You can change many features in the left panel, such as the creation year, crime index, or the bath number.
// Step 4: Use the model
The next step is uploading your model to be produced. To do that, you can follow these steps:
Obvious The last thoughts
In this article, we have found various methods to create an export information, such as random order, based on Ai-Power, or Ai-powered. Next, create Portfolio Data project by starting from data tests and construction of a machine study model.
We have also used the open source agent (Gemini Cli) to develop dataset data testing and predicts the house prices based on selected items, including the number of sleep rooms, criminal indicator and square correction.
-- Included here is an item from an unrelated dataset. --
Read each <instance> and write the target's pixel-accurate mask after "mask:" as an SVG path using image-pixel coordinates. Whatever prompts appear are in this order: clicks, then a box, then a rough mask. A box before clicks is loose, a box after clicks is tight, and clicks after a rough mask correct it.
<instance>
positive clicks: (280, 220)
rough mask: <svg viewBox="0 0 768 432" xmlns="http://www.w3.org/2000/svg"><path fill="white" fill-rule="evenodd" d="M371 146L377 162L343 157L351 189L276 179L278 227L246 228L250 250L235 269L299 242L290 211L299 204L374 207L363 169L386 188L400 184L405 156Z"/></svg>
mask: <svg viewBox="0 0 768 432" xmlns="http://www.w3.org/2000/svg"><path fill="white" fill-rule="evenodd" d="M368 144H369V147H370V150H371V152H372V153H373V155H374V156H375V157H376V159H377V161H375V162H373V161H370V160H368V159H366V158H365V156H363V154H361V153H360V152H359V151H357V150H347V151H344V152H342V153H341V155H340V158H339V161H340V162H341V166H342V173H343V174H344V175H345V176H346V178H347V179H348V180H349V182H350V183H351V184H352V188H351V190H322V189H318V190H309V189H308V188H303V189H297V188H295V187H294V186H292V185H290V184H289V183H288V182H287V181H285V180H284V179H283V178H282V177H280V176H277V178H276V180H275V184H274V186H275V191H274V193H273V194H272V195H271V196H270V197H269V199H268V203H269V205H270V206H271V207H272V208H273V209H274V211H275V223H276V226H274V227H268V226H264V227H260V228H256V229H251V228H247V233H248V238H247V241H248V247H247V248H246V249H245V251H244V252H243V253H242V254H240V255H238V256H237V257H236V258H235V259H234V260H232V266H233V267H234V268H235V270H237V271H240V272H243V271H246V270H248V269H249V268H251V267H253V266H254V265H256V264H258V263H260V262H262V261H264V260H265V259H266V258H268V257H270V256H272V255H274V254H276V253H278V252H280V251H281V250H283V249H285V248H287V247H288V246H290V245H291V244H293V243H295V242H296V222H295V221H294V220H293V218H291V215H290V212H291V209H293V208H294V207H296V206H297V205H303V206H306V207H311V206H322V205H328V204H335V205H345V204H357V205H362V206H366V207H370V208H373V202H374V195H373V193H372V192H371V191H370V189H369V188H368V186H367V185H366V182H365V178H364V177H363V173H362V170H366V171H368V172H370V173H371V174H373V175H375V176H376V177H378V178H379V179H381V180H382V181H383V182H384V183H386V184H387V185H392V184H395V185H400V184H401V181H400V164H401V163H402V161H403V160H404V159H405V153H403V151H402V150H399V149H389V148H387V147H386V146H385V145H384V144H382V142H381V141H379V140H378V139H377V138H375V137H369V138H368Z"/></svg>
Creating Your Design Data lets you avoid privacy barriers, measure your examples, and move quickly without expensive data collection. Less than that can show your thoughts and miss real world commandments. If you want more inspiration, check this set of machine reading projects you can synchronize with your portfolio.
Finally, we looked at how we can load your model to be produced using streamit Community Cloud. Continue following these construction measures and display your portfolio project today!
Nate Rosid He is a data scientist and product plan. He is a person who is an educated educator, and the Founder of Stratascratch, a stage that helps data scientists prepare their conversations with the highest discussion of the chat. Nate writes the latest stylies in the work market, offers chat advice, sharing data science projects, and covered everything SQL.